In an embodiment, the devices 100, 200 and 300 maintain portability features such that, in a non-limiting example, the devices 100, 200 and 300 are small enough to fit in one's pocket for storage.

Although one male connector 215 is shown in device 200 and one female connector 108, 208 and 308 are shown in the devices 100, 200 and 300, the embodiments are not necessarily limited thereto. The devices 100, 200 and 300 may include more than one male and/or female connectors for different types of connections. For example, the devices 100, 200 and 300 can include connectors for both Android® and Apple® portable devices.

Although exemplary embodiments of the present invention have been described hereinabove, it should be understood that the present invention is not limited to these embodiments, but may be modified by those skilled in the art without departing from the spirit and scope of the present invention.

Claims

1. An electronic device, comprising:

a housing;

a battery in the housing;

a power transmitter in the housing configured for wireless charging of a second electronic device; and

at least one light source emitting ultraviolet-C (UV-C) light.

2. The electronic device according to claim 1, further comprising a reusable adhesive portion on a rear surface of the housing.

3. The electronic device according to claim 2, wherein the electronic device is configured to be attached to the second electronic device via the reusable adhesive portion.

4. The electronic device according to claim 1, wherein the UV-C light comprises a wavelength in a range of 270 nm to about 280 nm.

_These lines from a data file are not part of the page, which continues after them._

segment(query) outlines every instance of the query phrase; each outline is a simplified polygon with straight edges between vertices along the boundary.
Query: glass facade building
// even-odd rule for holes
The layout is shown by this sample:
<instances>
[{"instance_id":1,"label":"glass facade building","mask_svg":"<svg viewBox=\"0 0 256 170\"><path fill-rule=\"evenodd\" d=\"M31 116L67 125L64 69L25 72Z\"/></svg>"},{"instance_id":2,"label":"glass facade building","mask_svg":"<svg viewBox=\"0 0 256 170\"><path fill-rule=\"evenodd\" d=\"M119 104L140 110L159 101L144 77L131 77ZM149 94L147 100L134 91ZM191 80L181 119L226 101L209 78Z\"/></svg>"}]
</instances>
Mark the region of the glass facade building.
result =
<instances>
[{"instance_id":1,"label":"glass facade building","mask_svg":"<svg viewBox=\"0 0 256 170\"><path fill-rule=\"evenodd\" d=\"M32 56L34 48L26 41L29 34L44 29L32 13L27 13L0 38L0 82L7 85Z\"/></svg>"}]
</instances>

5. The electronic device according to claim 1, further comprising a female connector electrically connected to the battery.

6. The electronic device according to claim 5, wherein the battery is configured to be charged via a source of electrical power connected through the female connector.

7. The electronic device according to claim 5, wherein the female connector is disposed in the housing.

8. The electronic device according to claim 1, wherein the electronic device is portable.

9. An electronic device, comprising:

a connector for connecting to a second electronic device;

a battery configured for charging another battery of the connected second electronic device; and

at least one light source emitting ultraviolet-C (UV-C) light.

10. The electronic device according to claim 9, wherein the UV-C light comprises a wavelength in a range of 270 nm to about 280 nm.

11. The electronic device according to claim 9, further comprising a female connector electrically connected to the battery.

12. The electronic device according to claim 11, wherein the battery is configured to be charged via a source of electrical power connected through the female connector.

13. The electronic device according to claim 11, wherein the female connector is disposed a housing of the electronic device.

14. The electronic device according to claim 9, wherein the electronic device is portable.

15. The electronic device according to claim 9, wherein the connector comprises one of a male micro-USB connector, a male USB-mini connector, a male USB-C connector, and a male lightning connector.